Eleanor Raskin was also involved in the 1968 Columbia University occupation by SDS. She continued to work with the Weather Underground throughout the 1960s and 1970s; eventually her home was raided in 1979 and bomb-making materials were discovered there. In 1981 she was arrested and prosecuted for unlawful flight to avoid prosecution. She began to teach at the State University of New York in Albany and then later at Albany Law School. She currently is an administrative law judge.

After seven years in hiding from the law due to his activities in the Weatherman, Mark Rudd, former spokesman for students in the Columbia student revolt of 1969, avoided a long prison sentence due to a technicality and served less than a year in prison. He is now retired but spent a long career as a math instructor at the Central New Mexico Community College. He still, however, travels around the country in support of different chapters of the Students for a Democratic Society.

Other radical groups from the 1960s and 1970s besides the Weatherman saw their former radical members enter the university system. Jamal Joseph, formerly Eddie Joseph, was a member of the Panther 21, a group of Black Panthers who were arrested for conspiring to blow up railroad lines, department stores and the Botanical Gardens. While the Panther 21 were found not guilty, Joseph did several other stints in prison due to his association with the Black Panthers. He is now a professor at Columbia University.

Fellow Black Panther member Ericka Huggins was the founder of the New Haven Black Panthers during the New Haven Black Panther trials of 1969, during which time the Black Panthers of New Haven were on trial, facing several charges including felony murder of nineteen-year-old Alex Rockley. According to court testimony Huggins was present and assisted in torturing Rackley; another Black Panther member, George Sams, implicated Huggins in the call to murder Rackley.
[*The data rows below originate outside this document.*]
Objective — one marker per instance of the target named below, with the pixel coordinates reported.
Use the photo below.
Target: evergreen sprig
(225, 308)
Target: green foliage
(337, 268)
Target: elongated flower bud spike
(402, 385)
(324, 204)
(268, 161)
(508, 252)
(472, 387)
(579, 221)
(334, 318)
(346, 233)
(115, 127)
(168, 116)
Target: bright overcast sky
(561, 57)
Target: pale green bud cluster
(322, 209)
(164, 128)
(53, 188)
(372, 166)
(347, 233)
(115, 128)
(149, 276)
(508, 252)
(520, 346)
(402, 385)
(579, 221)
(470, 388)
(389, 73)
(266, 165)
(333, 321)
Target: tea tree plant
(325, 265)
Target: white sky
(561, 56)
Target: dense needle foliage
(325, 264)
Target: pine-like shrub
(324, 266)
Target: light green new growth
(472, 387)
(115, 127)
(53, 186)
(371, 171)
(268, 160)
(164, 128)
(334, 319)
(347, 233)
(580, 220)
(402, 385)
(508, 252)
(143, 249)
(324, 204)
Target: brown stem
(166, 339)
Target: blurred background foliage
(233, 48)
Huggins’ charges were dismissed after the jury was unable to reach a verdict. Ericka Huggins is presently a professor at Laney & Berkeley City College and has been an invited lecturer at Stanford and Cornell.
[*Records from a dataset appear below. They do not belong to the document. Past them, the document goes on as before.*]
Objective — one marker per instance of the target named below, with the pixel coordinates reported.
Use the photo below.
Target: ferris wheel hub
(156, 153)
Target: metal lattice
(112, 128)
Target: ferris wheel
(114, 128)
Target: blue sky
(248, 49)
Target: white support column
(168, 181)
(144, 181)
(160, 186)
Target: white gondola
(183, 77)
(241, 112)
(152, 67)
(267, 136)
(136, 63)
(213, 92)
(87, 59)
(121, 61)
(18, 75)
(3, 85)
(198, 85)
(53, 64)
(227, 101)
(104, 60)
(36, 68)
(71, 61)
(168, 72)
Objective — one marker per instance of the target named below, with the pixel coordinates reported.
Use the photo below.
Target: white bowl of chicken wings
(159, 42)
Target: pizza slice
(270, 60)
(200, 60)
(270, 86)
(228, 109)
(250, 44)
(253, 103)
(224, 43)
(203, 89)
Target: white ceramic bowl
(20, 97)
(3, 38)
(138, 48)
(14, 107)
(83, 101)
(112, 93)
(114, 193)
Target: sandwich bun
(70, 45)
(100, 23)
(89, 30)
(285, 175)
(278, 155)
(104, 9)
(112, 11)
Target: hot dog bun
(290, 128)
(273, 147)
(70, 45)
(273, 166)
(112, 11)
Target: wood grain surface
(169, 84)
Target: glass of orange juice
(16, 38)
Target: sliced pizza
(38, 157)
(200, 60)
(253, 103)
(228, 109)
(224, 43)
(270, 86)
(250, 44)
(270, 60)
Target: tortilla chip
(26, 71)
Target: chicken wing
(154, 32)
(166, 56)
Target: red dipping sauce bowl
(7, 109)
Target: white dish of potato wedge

Distinguished Professor Emerita from University of California, Santa Cruz, Angela Davis, was never an actual member of the Black Panther Party but had several close ties to the group. Before becoming a distinguished professor in the History of Consciousness and the Feminist Studies departments, Huggins was on the FBI’s Top Ten Most Wanted List. She had purchased a shotgun two days before it was used in a hostage situation, which left six people dead. She would later be acquitted and run for Vice President in 1980 and 1984 under the Communist Party USA ticket.

Former Black Panther Chief of Staff David Hilliard was convicted on two counts of assault with a deadly weapon in 1968, after he took place in a shootout with Oakland Police. He is currently a visiting instructor at the University of New Mexico.

Steve Best, philosopher professor from the University of Texas at El Paso, is not an accused terrorist; he is, however, the founder of the Animal Liberation Press Office. The ALPO acts as the media office for several animal rights groups, including the Animal Liberation Front, which is a domestic terrorist group. In 2004, the British Home Office told him that they intended to use counter-terrorist measures to prevent him from speaking at an animal rights rally in the UK.
I understand forgiveness for juvenile acts, but most, if not all of these people have made no effort to show regret or compassion for the people they hurt or even, in some cases, likely killed. Ayers, in fact, has repeatedly continued to justify his bombings, as recently as two days ago:
Bill Ayers, the 1960s radical who went on to become a college professor and associate of President Obama, said Saturday the bombings he helped the Weather Underground carry out to protest the Vietnam War bear no resemblance to the deadly Boston Marathon attack - and glossed over the fact that his group's bombs killed three fellow terrorists and have been linked to the murder of a San Francisco police officer.
The fact that our institutions of "higher" learning provided and continue to provide succor to these people is just despicable.